1️⃣ 📍 2 km - 🗓️ 1 yrs - ⚡ 199 / 200
2️⃣ 📍 4 km - 🗓️ 3 yrs - ⚡ 197 / 200
3️⃣ 📍 8180 km - 🗓️ 11 yrs - ⚡ 89 / 200
4️⃣ 📍 18 km - 🗓️ 4 yrs - ⚡ 195 / 200
5️⃣ 📍 8873 km - 🗓️ 3 yrs - ⚡ 102 / 200

https://whentaken.com
I knew I was wrong with #5 but I was lazy.
Hmm lower than your usual.
10:27 PM
@Cerberus You can do better!
@jlliagre With Google, perhaps!
@Cerberus #3 is a blivet as @Robusto says. You should do better than I on #5.
@jlliagre I had to look up blivet.
I'm looking at the first one now.
@Cerberus So did I!
It looks like a certain country, but it could be in one or two other countries.
I mean, it would be too obvious.
10:44 PM
> No question is so difficult to answer as that to which the answer is obvious.
Hah! It can be.
@jlliagre I can't find the palace.
@Cerberus What palace?
From the first one.
A military parade.
You mean the yellow building?
Yes.
11:00 PM
Probably quite hard to spot with Google maps. If you identify the city, odds are high you got a 100 anyway.
I suppose so: but it would serve to confirm that I am in the right city (or country...).

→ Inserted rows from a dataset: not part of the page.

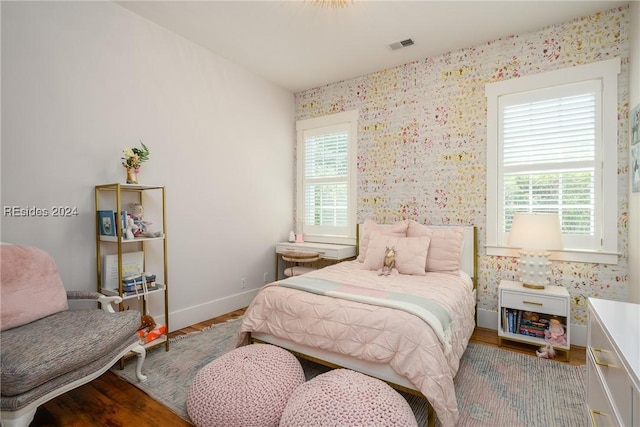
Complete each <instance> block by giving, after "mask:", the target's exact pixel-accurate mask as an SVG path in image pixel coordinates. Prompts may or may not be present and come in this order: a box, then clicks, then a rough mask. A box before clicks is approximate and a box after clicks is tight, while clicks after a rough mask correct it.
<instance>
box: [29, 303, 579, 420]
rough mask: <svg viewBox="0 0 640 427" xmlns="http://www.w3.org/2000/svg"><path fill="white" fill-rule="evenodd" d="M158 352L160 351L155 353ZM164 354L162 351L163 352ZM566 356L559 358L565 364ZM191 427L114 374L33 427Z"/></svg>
mask: <svg viewBox="0 0 640 427" xmlns="http://www.w3.org/2000/svg"><path fill="white" fill-rule="evenodd" d="M243 313H244V309H240V310H236V311H234V312H231V313H228V314H225V315H223V316H219V317H216V318H214V319H211V320H208V321H205V322H202V323H198V324H196V325H192V326H190V327H188V328H184V329H181V330H179V331H175V332H172V333H170V334H169V337H174V336H178V335H183V334H187V333H189V332H193V331H198V330H201V329H204V328H206V327H208V326H211V325H213V324H216V323H221V322H226V321H227V320H229V319H235V318H238V317H240V316H242V314H243ZM471 342H473V343H478V344H484V345H489V346H494V347H497V346H498V336H497V334H496V331H495V330H491V329H484V328H476V330H475V331H474V333H473V336H472V337H471ZM502 348H503V349H506V350H510V351H514V352H518V353H524V354H528V355H533V354H535V349H536V348H535V347H534V346H530V345H526V344H521V343H516V342H507V341H503V345H502ZM154 351H159V350H154ZM160 351H161V350H160ZM585 355H586V353H585V348H584V347H577V346H571V359H570V361H569V362H565V363H570V364H572V365H584V364H585V363H586V358H585ZM562 356H563V354H561V355H560V357H558V360H559V361H562V360H564V358H563V357H562ZM190 425H191V424H190V423H188V422H186V421H184V420H183V419H182V418H180V417H178V416H177V415H175V414H174V413H173V412H171V411H170V410H168V409H167V408H165V407H164V406H162V405H161V404H159V403H158V402H156V401H155V400H153V399H151V398H149V397H148V396H147V395H146V394H145V393H144V392H142V391H140V390H138V389H137V388H136V387H135V386H133V385H131V384H129V383H128V382H126V381H122V380H120V379H119V378H118V377H116V376H115V375H114V374H112V373H111V372H106V373H105V374H104V375H102V376H101V377H100V378H98V379H96V380H94V381H92V382H91V383H89V384H86V385H84V386H82V387H79V388H77V389H75V390H72V391H70V392H68V393H66V394H64V395H62V396H60V397H58V398H56V399H54V400H52V401H50V402H48V403H46V404H45V405H43V406H41V407H40V408H39V409H38V412H37V413H36V416H35V418H34V421H33V422H32V423H31V427H45V426H46V427H62V426H64V427H67V426H70V427H105V426H108V427H129V426H138V427H147V426H149V427H165V426H167V427H174V426H176V427H180V426H190Z"/></svg>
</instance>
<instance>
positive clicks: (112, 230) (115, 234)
mask: <svg viewBox="0 0 640 427" xmlns="http://www.w3.org/2000/svg"><path fill="white" fill-rule="evenodd" d="M98 228H99V230H100V235H101V236H115V235H116V215H115V212H114V211H112V210H104V211H98Z"/></svg>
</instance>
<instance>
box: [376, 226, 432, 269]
mask: <svg viewBox="0 0 640 427" xmlns="http://www.w3.org/2000/svg"><path fill="white" fill-rule="evenodd" d="M429 241H430V239H429V238H428V237H426V236H423V237H396V236H389V235H386V234H382V233H379V232H375V233H373V234H372V235H371V238H370V240H369V247H368V248H367V256H366V258H365V260H364V267H365V268H366V269H368V270H380V269H381V268H382V266H383V265H384V254H385V252H386V250H387V247H393V248H394V249H395V251H396V257H395V258H396V266H395V267H396V269H397V270H398V272H399V273H400V274H411V275H414V276H424V275H425V274H426V272H425V270H426V268H425V266H426V262H427V253H428V251H429Z"/></svg>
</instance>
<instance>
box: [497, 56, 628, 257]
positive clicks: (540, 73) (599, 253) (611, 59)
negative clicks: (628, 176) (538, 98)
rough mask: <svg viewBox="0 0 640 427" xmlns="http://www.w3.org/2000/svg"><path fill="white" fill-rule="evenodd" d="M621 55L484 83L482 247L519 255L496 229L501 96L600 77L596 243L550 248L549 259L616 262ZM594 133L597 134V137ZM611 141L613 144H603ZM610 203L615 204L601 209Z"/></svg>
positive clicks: (597, 158)
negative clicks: (485, 134) (575, 246)
mask: <svg viewBox="0 0 640 427" xmlns="http://www.w3.org/2000/svg"><path fill="white" fill-rule="evenodd" d="M619 73H620V58H613V59H609V60H605V61H599V62H594V63H591V64H586V65H579V66H574V67H571V68H564V69H559V70H555V71H549V72H544V73H539V74H535V75H531V76H525V77H519V78H516V79H511V80H503V81H499V82H494V83H488V84H487V85H486V86H485V94H486V96H487V217H486V221H487V223H486V225H487V228H486V253H487V255H496V256H518V249H517V248H512V247H509V246H508V245H507V244H506V238H505V237H506V236H505V233H502V232H501V231H500V225H501V221H500V219H499V218H500V216H501V215H502V216H504V212H503V208H502V205H501V201H502V197H501V191H502V190H501V189H500V188H498V184H499V182H500V179H499V174H500V173H501V157H502V147H501V143H500V142H499V137H500V133H499V132H500V123H499V120H500V116H501V114H500V111H499V108H500V102H499V100H500V97H501V96H504V95H512V94H517V93H521V92H528V91H535V90H539V89H547V88H549V87H554V86H562V85H569V84H573V83H579V82H582V81H585V80H600V81H601V90H602V91H601V105H600V107H601V108H600V111H601V115H602V116H601V117H602V128H601V137H600V144H597V146H596V157H597V159H596V167H597V165H598V163H600V165H601V170H600V171H597V170H596V175H598V173H600V174H601V179H602V181H601V188H600V190H601V194H600V200H601V204H600V206H595V209H596V214H595V215H596V220H597V218H600V221H601V223H600V225H601V235H600V236H599V239H595V240H599V242H600V244H599V247H597V248H596V247H594V248H591V249H565V250H560V251H551V256H550V258H551V259H554V260H560V261H575V262H595V263H604V264H617V262H618V252H617V250H618V190H617V188H618V176H617V170H618V153H617V151H618V148H617V147H618V132H617V127H618V117H617V115H618V74H619ZM596 139H597V138H596ZM611 145H613V146H614V147H615V149H605V148H607V147H608V146H611ZM606 206H615V207H616V208H615V209H605V207H606Z"/></svg>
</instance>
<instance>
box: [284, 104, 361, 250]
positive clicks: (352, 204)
mask: <svg viewBox="0 0 640 427" xmlns="http://www.w3.org/2000/svg"><path fill="white" fill-rule="evenodd" d="M296 133H297V149H296V229H297V231H298V232H302V233H304V236H305V237H304V238H305V240H306V241H309V242H321V243H336V244H355V242H356V207H357V198H356V197H357V161H356V156H357V140H358V111H357V110H352V111H346V112H342V113H336V114H331V115H327V116H322V117H317V118H313V119H305V120H299V121H298V122H297V123H296ZM307 142H309V143H317V144H318V146H317V147H315V149H314V151H313V152H314V154H315V155H316V156H319V157H316V158H317V159H319V160H320V159H321V158H322V156H323V154H326V155H327V157H326V158H325V159H324V160H325V161H324V162H322V160H320V161H321V163H322V166H327V167H326V168H325V171H326V170H330V171H331V172H335V173H329V174H327V173H326V172H318V170H319V169H320V168H316V167H315V165H314V164H311V163H310V162H307V159H306V153H307V149H306V148H307ZM345 144H346V145H345ZM342 155H345V156H346V159H345V158H336V157H335V156H338V157H340V156H342ZM334 167H335V170H334V169H333V168H334ZM321 193H322V194H321ZM310 195H314V196H316V197H317V200H315V199H314V200H312V199H311V197H309V196H310ZM321 205H322V206H321ZM312 212H315V215H316V217H314V218H312V216H313V215H314V214H313V213H312ZM322 212H325V213H326V214H327V215H326V217H325V216H324V214H322Z"/></svg>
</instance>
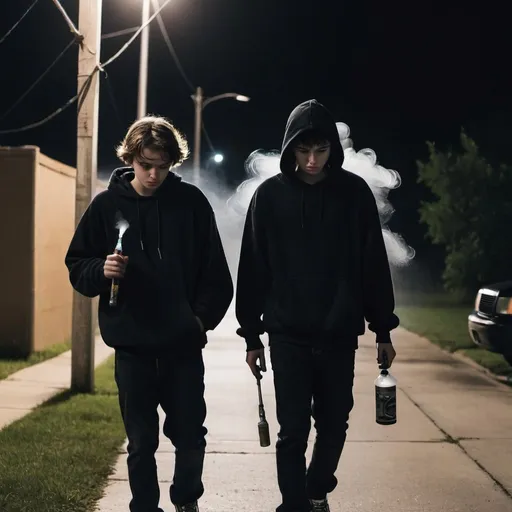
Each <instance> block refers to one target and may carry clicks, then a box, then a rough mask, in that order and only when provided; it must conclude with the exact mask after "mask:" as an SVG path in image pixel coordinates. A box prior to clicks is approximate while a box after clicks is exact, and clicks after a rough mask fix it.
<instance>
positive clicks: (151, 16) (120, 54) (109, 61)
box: [101, 0, 171, 68]
mask: <svg viewBox="0 0 512 512" xmlns="http://www.w3.org/2000/svg"><path fill="white" fill-rule="evenodd" d="M170 1H171V0H165V2H164V4H163V5H162V7H159V9H158V10H157V11H156V12H155V13H154V14H153V15H152V16H150V18H149V19H148V21H147V22H146V23H144V24H143V25H141V26H140V27H139V30H137V32H135V34H133V36H132V37H131V38H130V39H129V40H128V41H127V42H126V43H125V44H124V46H122V47H121V49H120V50H119V51H118V52H117V53H116V54H115V55H113V56H112V57H110V59H108V60H107V62H105V64H102V65H101V67H102V68H104V67H106V66H108V65H110V64H112V62H114V61H115V60H116V59H117V58H119V57H120V56H121V54H122V53H124V51H125V50H126V49H127V48H128V46H130V45H131V44H132V43H133V41H135V39H137V37H139V34H140V33H141V32H142V31H143V30H144V29H145V28H146V27H147V26H148V25H149V24H150V23H151V22H152V21H153V20H154V19H155V18H156V17H157V16H158V15H159V14H160V11H161V10H162V9H163V8H164V7H165V6H166V5H167V4H168V3H169V2H170Z"/></svg>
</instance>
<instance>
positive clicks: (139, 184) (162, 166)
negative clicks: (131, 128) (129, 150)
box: [132, 148, 171, 196]
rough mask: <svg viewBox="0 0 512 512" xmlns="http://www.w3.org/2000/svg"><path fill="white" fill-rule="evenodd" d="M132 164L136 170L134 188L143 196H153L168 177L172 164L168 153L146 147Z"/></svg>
mask: <svg viewBox="0 0 512 512" xmlns="http://www.w3.org/2000/svg"><path fill="white" fill-rule="evenodd" d="M132 166H133V170H134V171H135V178H134V179H133V180H132V186H133V188H134V189H135V191H136V192H137V193H139V194H140V195H141V196H151V195H153V194H154V193H155V191H156V190H157V189H158V187H159V186H160V185H161V184H162V183H163V182H164V180H165V178H167V175H168V174H169V169H170V167H171V164H170V162H169V158H168V155H167V154H166V153H163V152H162V151H157V150H154V149H151V148H145V149H143V150H142V152H141V154H140V155H137V156H136V157H135V158H134V159H133V163H132Z"/></svg>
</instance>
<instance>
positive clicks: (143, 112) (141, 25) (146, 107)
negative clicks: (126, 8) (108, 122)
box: [137, 0, 151, 119]
mask: <svg viewBox="0 0 512 512" xmlns="http://www.w3.org/2000/svg"><path fill="white" fill-rule="evenodd" d="M150 5H151V0H143V1H142V25H141V26H144V25H145V24H146V23H147V22H148V20H149V14H150ZM148 55H149V25H148V26H147V27H145V28H144V29H143V30H142V32H141V34H140V61H139V101H138V104H137V119H140V118H141V117H144V116H145V115H146V114H147V106H146V105H147V95H148Z"/></svg>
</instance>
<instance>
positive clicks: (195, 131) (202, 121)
mask: <svg viewBox="0 0 512 512" xmlns="http://www.w3.org/2000/svg"><path fill="white" fill-rule="evenodd" d="M226 98H233V99H235V100H236V101H241V102H244V103H247V102H248V101H250V100H251V98H249V96H244V95H243V94H238V93H236V92H225V93H224V94H218V95H217V96H212V97H211V98H205V97H204V95H203V89H202V88H201V87H198V88H197V89H196V93H195V94H193V95H192V99H193V100H194V105H195V126H194V183H195V184H196V185H198V184H199V169H200V166H201V128H202V126H203V109H204V108H205V107H206V106H207V105H209V104H210V103H213V102H214V101H217V100H222V99H226ZM215 161H216V162H217V160H215ZM221 161H222V160H221ZM217 163H219V162H217Z"/></svg>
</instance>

@Cerberus I just checked on Google Maps. WhenTaken location is right but it would be hard to recognize the building by wandering in the city.
I may have found the building.
But I don't know where it is.
I mean, I don't know where in the city it is.
11:20 PM
Good job!
I tried all the other corners of the buildings first.
And I though I was going crazy, it looked sooo similar but then there was a door lacking.
@Cerberus you didn't notice my follow up.
I think I am closer than 200 m, but OK.
@Mitch Oh, I am not good with Christian mythology.
@Cerberus me neither but the main story is some wild stuff that would be hard to just come up with.
11:38 PM
@Lambie In chat, unless you're a mod, typos, blunders, and blasphemes are final.
5
@jlliagre Number 2 is a bit confusing.
Why is that plaque there?
11:56 PM
@Cerberus It's written on it :-) Not that I can read a lot though.
@jlliagre I add 'typos' on purpose for a bit of color.
@jlliagre I mean, why is it there?
I understand the essential bits of the plaque.
I also don't understand why there are so many people there.